As leaders of mathematics, we are in a constant state of reviewing content and instructional practice. We are also often challenged by a district goal of improving student learning at scale. Elizabeth A. City, Richard F. Elmore, Sarah E. Fiarman, and Lee Teitel in a recent publication, Instructional Rounds in Education, state that to improve student learning at scale, there are three things that need to be implemented:

  1. Increase the level of knowledge and skill the teacher brings to the instructional process.
    • How can we design and implement high quality professional development in order to engage teachers in this process?
    • What are the characteristics of high quality mathematics professional development?
    • How do we convince our administrators and superintendents of the urgency of this need?
  2. Increase the level and complexity of the content that students are asked to learn.
    • How can we increase the cognitive demand of a task so that each and every student is challenged and engaged?
    • How do we raise the level of student engagement beyond a memorization level to analyzing, interpreting, and making connections (Margaret Smith, 2000)?
    • How do we engage in systematic and collaborative process to engage educators in meaningful reflections about what occurs daily in classrooms?
  3. Change the role of the student in the instructional process.

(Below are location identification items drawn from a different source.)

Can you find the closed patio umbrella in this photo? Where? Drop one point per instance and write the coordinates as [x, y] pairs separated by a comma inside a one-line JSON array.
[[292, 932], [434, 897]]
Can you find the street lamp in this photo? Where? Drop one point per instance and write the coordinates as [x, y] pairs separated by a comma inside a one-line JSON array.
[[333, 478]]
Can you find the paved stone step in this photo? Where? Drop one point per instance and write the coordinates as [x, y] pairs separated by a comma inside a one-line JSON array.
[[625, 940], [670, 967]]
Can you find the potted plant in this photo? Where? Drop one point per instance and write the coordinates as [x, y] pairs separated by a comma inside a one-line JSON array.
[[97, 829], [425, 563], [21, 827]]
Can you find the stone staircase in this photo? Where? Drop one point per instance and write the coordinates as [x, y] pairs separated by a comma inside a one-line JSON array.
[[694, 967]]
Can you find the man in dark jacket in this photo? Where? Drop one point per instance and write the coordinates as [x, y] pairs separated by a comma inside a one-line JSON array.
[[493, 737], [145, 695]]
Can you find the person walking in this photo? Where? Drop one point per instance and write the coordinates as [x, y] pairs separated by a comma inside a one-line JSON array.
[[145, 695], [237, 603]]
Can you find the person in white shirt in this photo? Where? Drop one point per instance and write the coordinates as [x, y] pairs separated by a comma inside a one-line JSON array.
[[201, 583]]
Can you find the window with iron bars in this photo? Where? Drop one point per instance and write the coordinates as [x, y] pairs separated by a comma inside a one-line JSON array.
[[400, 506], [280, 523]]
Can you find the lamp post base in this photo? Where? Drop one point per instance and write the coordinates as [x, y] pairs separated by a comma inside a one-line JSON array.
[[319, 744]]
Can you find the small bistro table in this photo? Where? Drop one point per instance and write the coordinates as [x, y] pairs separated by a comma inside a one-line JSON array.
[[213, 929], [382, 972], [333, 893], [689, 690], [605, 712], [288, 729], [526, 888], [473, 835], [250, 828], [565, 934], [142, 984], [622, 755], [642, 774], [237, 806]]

    Recognizing learning includes specific tactics for improving students' beliefs about their abilities and how and when to recognize them when they achieve. Teachers who understand the value of tapping into students' affective domains for improving achievement employ research-based strategies, such as:

    1. Teach the relationship between effort and achievement. Many stories exist to make the connection with famous people. Draw examples from the well-known as well as the unknown so students recognize success in all situations and under many situations. Encourage students to think about: What does effort look like?
    2. Reinforce effort. Students who are recognized for effort will make the connection between effort and improvement. Students should be helped to internalize the value of effort to make a strong connection between effort and the desired outcome.
    3. Visual representation of effort may increase effort. Students who are helped to design an "effort log" using graphic representation will be more likely to see it in their mind's eye, and refer to it when working.
    4. Create a class effort rubric. A class that shares a common definition for effort will also share the understanding of effort and achievement. If students are in learning groups, on the same teams, or in study groups together, they will have a common language and a shared ideal regarding effort and achievement.
    5. Be careful about how and when recognition is provided. Verbal praise for small or easy tasks can be construed by students as undeserved, and may actually decrease effort. Ensure that praise and rewards are provided because an authentic standard of performance has been achieved. Doing an activity to a predetermined standard may well be worthy of reward and result in increased effort and motivation.
    6. Recognize individual students for personal progress. Winning usually indicates that others have lost, or are "below the winner." When students have personal goals, or reach pre-determined standards of excellence, recognition is for personal achievement, which is unique to each student.
    7. Make clear the real goal of effort. "The harder you try, the more successful you are" is what the act of recognition should communicate to students, not "the harder you try, the more prizes you get." Make this clear to students and apply it in practice. (

These are important things to consider as we move forward in leading our district teachers, administrators, and Board members in supporting actions that truly make a difference in improving teacher practice and student learning.